All the talk from this show will surround Bella Hadid’s scene stealing final look. Resplendent in a sheer white lace dress, puffed out sleeves, leather belt, and, er, a dagger? She slowly made her way down the runway, and was greeted by Andreas Kronthaler and Vivienne Westwood, and took her bow with them and a huge bunch of flowers. What was it all about? “It’s just very sexy isn’t it?” Andreas said post-show.
Staged under the historic, Baroque ceilings of the Hotel de Ville — the heart of Paris’s government, the centre of its civic life — it was, Andreas suggested, about storming the palace, or at least bombarding it with love and joy and fashion.
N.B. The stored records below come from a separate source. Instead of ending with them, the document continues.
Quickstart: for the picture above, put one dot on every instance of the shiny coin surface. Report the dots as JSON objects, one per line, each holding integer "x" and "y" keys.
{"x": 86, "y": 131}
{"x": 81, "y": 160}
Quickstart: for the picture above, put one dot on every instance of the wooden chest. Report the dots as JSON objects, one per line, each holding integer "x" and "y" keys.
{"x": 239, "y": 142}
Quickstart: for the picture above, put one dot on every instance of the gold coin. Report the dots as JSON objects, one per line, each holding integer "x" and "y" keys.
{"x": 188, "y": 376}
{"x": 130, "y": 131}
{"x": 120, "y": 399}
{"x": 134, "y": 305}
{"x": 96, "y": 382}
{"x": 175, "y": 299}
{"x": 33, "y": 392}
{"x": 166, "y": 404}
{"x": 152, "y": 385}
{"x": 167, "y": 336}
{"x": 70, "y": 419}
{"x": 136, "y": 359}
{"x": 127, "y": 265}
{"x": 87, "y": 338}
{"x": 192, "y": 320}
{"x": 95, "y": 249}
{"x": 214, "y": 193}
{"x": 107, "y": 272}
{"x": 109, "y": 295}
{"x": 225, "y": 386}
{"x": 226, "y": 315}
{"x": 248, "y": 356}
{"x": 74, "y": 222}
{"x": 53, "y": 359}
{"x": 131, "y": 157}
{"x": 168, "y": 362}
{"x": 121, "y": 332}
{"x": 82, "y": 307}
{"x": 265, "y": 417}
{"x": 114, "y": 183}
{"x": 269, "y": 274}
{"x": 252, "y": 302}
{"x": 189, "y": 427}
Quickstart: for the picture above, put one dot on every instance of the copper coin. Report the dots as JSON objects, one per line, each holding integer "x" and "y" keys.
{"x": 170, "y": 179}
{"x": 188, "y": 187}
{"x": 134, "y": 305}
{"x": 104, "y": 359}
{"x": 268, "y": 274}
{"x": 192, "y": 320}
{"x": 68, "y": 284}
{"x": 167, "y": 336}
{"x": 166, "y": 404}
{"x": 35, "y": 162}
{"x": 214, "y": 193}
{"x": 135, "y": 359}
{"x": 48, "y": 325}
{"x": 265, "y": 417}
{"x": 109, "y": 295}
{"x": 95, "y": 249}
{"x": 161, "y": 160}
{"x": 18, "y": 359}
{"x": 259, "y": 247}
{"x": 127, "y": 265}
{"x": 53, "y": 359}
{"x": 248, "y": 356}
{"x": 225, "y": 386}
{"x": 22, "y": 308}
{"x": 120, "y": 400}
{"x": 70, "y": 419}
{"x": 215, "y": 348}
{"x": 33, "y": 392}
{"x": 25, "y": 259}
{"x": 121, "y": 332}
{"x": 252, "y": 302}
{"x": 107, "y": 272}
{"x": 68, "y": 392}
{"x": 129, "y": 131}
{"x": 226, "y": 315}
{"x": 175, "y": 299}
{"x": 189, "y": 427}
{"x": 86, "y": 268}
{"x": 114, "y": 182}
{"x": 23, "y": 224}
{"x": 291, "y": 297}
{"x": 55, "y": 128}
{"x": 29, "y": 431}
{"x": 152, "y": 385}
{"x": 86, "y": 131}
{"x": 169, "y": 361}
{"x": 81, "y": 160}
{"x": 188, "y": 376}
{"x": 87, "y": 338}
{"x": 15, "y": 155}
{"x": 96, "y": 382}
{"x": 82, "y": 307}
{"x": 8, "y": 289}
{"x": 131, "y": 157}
Soundtracked by No Bra — who Andreas met recently at the ICA, fell in love with, and then, asked to play the show and write some new music for the occasion — it was a show that mixed rebellious politics with satirical humour and fantastic joy in the pleasure of dressing, the power of self-expression.
The collection started with Andreas thinking about the classic blue French chore jacket, this very quotidian garment, reimagined and reworked into new visions of elegance, injecting some modern streetwear energy into it.
And it all stemmed from elegance, Andreas explained, a desire to create clothes to match the grandeur of the surroundings — wild dresses, new shapes, extravagant silhouettes — but each created with restraint in mind. The excess tempered with simplicity, or set off against a note of humour; a towering hat made of French red, white and blue rosettes, a necklace made of garlic bulbs to ward off evil spirits.
This was Andreas’s ninth collection as the head of the Vivienne Westwood operation, he’s succeeding because he’s not resting on the house’s old silhouettes, but taking it’s still relevant ideas — politics, commitment, joy — and updating them for now.